In Anwendung dieser Grundsätze ist das Berufungsgericht im Ergebnis zu Recht davon ausgegangen, dass der Erteilung eines Aufenthaltstitels - im für die Beurteilung der Sach- und Rechtslage maßgeblichen Zeitpunkt seiner Entscheidung - die Titelerteilungssperre des § 10 Abs. 3 Satz 2 AufenthG entgegenstand. Denn nach den Feststellungen des Berufungsgerichts lag wegen der vom Kläger begangenen Straftaten ein Ausweisungsgrund vor. Damit erfüllte der Kläger nicht die regelhafte Tatbestandsvoraussetzung des § 5 Abs. 1 Nr. 2 AufenthG, ohne dass es darauf ankam, ob wegen seiner familiären Bindungen und des geringen Gewichts der von ihm begangenen Straftaten ein atypischer Fall anzunehmen war. Von dieser Regelerteilungsvoraussetzung kann bei der vom Kläger primär begehrten Aufenthaltserlaubnis nach § 28 Abs. 1 Nr. 3 AufenthG zwar im Ermessenswege abgesehen werden (§ 27 Abs. 3 Satz 2 AufenthG). Gleiches gilt für die vom Kläger hilfsweise begehrte Aufenthaltserlaubnis nach § 25 Abs. 5 AufenthG (§ 5 Abs. 3 Satz 2 AufenthG). Auch ein Anspruch aufgrund einer Ermessensvorschrift genügt nach der Rechtsprechung des Bundesverwaltungsgerichts aber - selbst im Falle einer Ermessensreduktion auf Null - nicht für eine Durchbrechung der Titelerteilungssperre des § 10 Abs. 3 Satz 2 AufenthG (Urteil vom 16. Dezember 2008 a.a.O. Rn. 21).

5

b) Aus dem Vorbringen der Beschwerde ergab sich auch keine grundsätzliche Bedeutung der Rechtssache (§ 132 Abs. 2 Nr. 1 VwGO). Eine Rechtssache hat nur dann grundsätzliche Bedeutung, wenn sie eine abstrakte, in dem zu entscheidenden Fall erhebliche Frage des revisiblen Rechts mit einer über den Einzelfall hinausgehenden allgemeinen Bedeutung aufwirft, die im Interesse der Einheitlichkeit der Rechtsprechung oder im Interesse der Rechtsfortbildung in einem Revisionsverfahren geklärt werden muss.

6

Die Beschwerde sah als klärungsbedürftig an, ob es an einem strikten Rechtsanspruch im Sinne des § 10 Abs. 3 Satz 3 AufenthG fehlt, wenn die Erteilung des Aufenthaltstitels von der Prüfung abhängt, ob ein atypischer Fall vorliegt, der eine Ausnahme von der Regelerteilungsvoraussetzung des § 5 Abs. 1 AufenthG begründet.

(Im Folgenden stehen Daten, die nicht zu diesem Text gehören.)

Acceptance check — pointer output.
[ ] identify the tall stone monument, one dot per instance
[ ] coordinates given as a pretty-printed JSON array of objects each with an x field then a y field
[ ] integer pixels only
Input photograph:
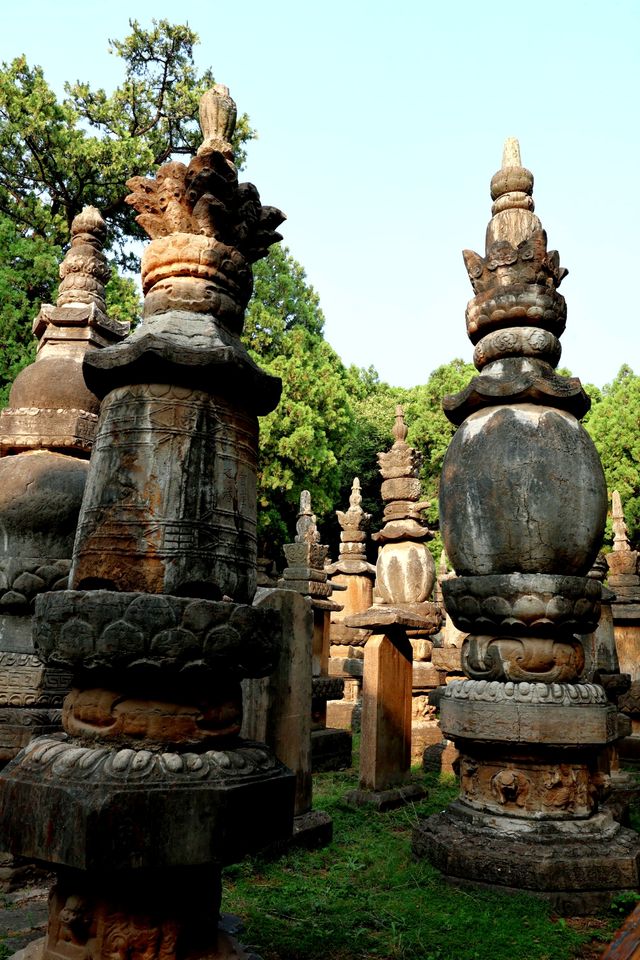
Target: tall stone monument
[
  {"x": 355, "y": 575},
  {"x": 522, "y": 505},
  {"x": 150, "y": 789},
  {"x": 46, "y": 435},
  {"x": 400, "y": 615}
]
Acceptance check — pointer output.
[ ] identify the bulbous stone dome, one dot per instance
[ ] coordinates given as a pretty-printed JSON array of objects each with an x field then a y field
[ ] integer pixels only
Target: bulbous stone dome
[
  {"x": 53, "y": 382},
  {"x": 522, "y": 491}
]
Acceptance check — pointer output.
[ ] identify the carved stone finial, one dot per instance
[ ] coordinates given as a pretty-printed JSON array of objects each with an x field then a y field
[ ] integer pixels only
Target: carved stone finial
[
  {"x": 196, "y": 215},
  {"x": 306, "y": 529},
  {"x": 620, "y": 533},
  {"x": 511, "y": 153},
  {"x": 516, "y": 318},
  {"x": 218, "y": 114},
  {"x": 353, "y": 521}
]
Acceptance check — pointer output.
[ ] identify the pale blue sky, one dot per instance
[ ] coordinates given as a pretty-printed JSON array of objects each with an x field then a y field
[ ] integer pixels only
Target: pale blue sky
[{"x": 380, "y": 126}]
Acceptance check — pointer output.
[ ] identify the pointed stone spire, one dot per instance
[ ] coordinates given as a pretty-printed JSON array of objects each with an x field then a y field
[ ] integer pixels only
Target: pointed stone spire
[
  {"x": 218, "y": 116},
  {"x": 50, "y": 406},
  {"x": 306, "y": 528},
  {"x": 353, "y": 537},
  {"x": 620, "y": 533}
]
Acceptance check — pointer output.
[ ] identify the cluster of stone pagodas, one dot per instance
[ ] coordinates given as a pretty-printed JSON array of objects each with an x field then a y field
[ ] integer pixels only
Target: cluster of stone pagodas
[
  {"x": 46, "y": 435},
  {"x": 150, "y": 789},
  {"x": 400, "y": 614},
  {"x": 522, "y": 505}
]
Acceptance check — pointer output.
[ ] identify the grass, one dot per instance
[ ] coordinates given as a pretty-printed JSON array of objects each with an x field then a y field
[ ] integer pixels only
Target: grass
[{"x": 363, "y": 896}]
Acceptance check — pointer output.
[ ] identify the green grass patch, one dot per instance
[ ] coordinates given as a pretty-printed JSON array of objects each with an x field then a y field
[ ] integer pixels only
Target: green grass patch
[{"x": 363, "y": 896}]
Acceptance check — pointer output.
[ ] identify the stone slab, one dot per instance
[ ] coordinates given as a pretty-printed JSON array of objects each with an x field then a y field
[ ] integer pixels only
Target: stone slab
[
  {"x": 134, "y": 809},
  {"x": 346, "y": 667},
  {"x": 447, "y": 658},
  {"x": 423, "y": 616},
  {"x": 312, "y": 830},
  {"x": 573, "y": 865}
]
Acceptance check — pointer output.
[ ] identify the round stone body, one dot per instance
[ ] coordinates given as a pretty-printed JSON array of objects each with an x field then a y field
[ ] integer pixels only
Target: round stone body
[{"x": 522, "y": 490}]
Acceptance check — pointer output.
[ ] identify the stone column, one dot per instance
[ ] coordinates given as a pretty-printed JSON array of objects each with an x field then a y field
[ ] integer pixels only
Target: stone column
[
  {"x": 522, "y": 506},
  {"x": 46, "y": 435},
  {"x": 624, "y": 581},
  {"x": 151, "y": 788},
  {"x": 353, "y": 574},
  {"x": 400, "y": 616},
  {"x": 306, "y": 573}
]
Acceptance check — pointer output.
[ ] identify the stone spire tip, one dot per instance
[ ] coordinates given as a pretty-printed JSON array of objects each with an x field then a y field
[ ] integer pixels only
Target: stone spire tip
[{"x": 511, "y": 153}]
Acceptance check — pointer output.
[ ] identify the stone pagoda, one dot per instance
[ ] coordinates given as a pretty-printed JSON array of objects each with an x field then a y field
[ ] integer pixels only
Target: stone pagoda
[
  {"x": 46, "y": 435},
  {"x": 355, "y": 575},
  {"x": 401, "y": 617},
  {"x": 624, "y": 581},
  {"x": 523, "y": 505},
  {"x": 150, "y": 789},
  {"x": 306, "y": 573}
]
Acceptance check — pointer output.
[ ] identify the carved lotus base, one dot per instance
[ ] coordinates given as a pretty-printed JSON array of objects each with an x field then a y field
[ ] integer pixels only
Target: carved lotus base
[
  {"x": 110, "y": 808},
  {"x": 576, "y": 865}
]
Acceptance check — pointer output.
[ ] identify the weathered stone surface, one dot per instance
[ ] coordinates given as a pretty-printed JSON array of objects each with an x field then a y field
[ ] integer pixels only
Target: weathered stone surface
[
  {"x": 330, "y": 749},
  {"x": 138, "y": 810},
  {"x": 532, "y": 723},
  {"x": 423, "y": 616},
  {"x": 40, "y": 495},
  {"x": 385, "y": 749},
  {"x": 135, "y": 809},
  {"x": 405, "y": 573},
  {"x": 522, "y": 511},
  {"x": 482, "y": 490},
  {"x": 92, "y": 629},
  {"x": 566, "y": 862},
  {"x": 524, "y": 604},
  {"x": 148, "y": 527}
]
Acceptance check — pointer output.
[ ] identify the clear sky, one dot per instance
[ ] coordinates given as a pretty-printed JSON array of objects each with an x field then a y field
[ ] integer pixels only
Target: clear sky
[{"x": 380, "y": 125}]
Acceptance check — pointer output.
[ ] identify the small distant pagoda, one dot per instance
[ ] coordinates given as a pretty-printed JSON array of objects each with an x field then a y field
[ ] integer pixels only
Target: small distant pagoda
[{"x": 523, "y": 505}]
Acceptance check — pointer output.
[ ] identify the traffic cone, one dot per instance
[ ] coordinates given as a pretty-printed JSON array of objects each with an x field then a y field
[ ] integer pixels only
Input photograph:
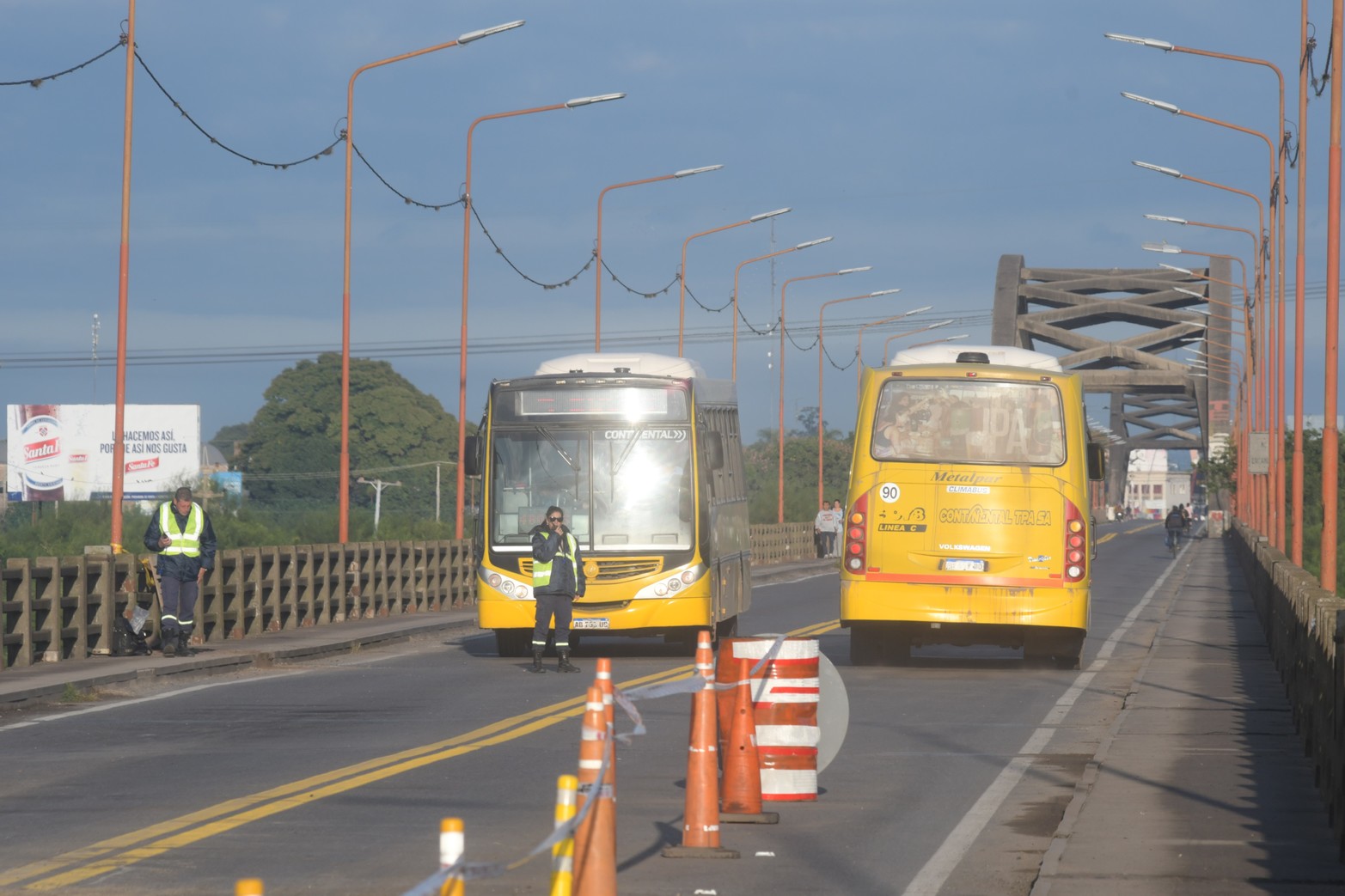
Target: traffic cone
[
  {"x": 451, "y": 844},
  {"x": 701, "y": 817},
  {"x": 595, "y": 840},
  {"x": 742, "y": 770},
  {"x": 562, "y": 853}
]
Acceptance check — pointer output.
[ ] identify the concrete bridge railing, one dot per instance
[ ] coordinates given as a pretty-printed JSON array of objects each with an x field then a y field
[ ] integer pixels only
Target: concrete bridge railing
[
  {"x": 61, "y": 608},
  {"x": 1305, "y": 627}
]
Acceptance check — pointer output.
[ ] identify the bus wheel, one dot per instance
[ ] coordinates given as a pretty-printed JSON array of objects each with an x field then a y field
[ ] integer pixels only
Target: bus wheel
[
  {"x": 513, "y": 642},
  {"x": 865, "y": 644}
]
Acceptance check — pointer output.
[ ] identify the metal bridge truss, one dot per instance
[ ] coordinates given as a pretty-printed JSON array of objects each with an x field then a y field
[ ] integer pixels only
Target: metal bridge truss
[{"x": 1123, "y": 330}]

Diese Frage ist in der Rechtsprechung des Bundesverwaltungsgerichts bereits geklärt. Insoweit wird auf die vorstehenden Ausführungen verwiesen. Einen weitergehenden Klärungsbedarf legte die Beschwerde nicht dar. Er ergab sich auch nicht aus den von der Beschwerde angeführten Entscheidungen anderer Obergerichte. Selbst wenn diese nicht in vollem Umfang mit der Rechtsprechung des Bundesverwaltungsgerichts im Einklang stehen sollten, begründete dies im vorliegenden Verfahren weder eine Divergenz noch eine grundsätzliche Bedeutung im Sinne des § 132 Abs. 2 VwGO.

7

2. Das Verfahren ist in der Hauptsache durch die übereinstimmenden Erledigungserklärungen der Beteiligten erledigt. Es ist daher in entsprechender Anwendung des § 92 Abs. 3 VwGO i.V.m. § 125 Abs. 1, § 141 Satz 1 VwGO einzustellen. Die Entscheidungen der Vorinstanzen sind wirkungslos (§ 173 Satz 1 VwGO i.V.m. einer entsprechenden Anwendung des § 269 Abs. 3 Satz 1 ZPO). Über die Kosten des Verfahrens ist gemäß § 161 Abs. 2 VwGO unter Berücksichtigung des bisherigen Sach- und Streitstands nach billigem Ermessen zu entscheiden. Im Hinblick auf die oben dargelegten fehlenden Erfolgsaussichten der Rechtsverfolgung des Klägers und den Umstand, dass die zwischenzeitliche Erteilung einer Aufenthaltserlaubnis durch die Beklagte auf einer Änderung der Sachlage beruht, nämlich der nach der Entscheidung des Berufungsgerichts eingetretenen Tilgungsreife der im Bundeszentralregister eingetragenen Verurteilungen und dem damit einhergehenden Verwertungsverbot, entspricht es billigem Ermessen, dem Kläger die Kosten des Verfahrens in allen Instanzen aufzuerlegen.

8

Die Streitwertfestsetzung folgt aus § 47 Abs. 1 und 3 i.V.m. § 52 Abs. 2 GKG.

Eckertz-Höfer

Dr. Maidowski

Fricke

Hinweis: Das Dokument wurde redaktionell aufgearbeitet und unterliegt in dieser Form einem besonderen urheberrechtlichen Schutz. Eine Nutzung über die Vertragsbedingungen der Nutzungsvereinbarung hinaus - insbesondere eine gewerbliche Weiterverarbeitung außerhalb der Grenzen der Vertragsbedingungen - ist nicht gestattet.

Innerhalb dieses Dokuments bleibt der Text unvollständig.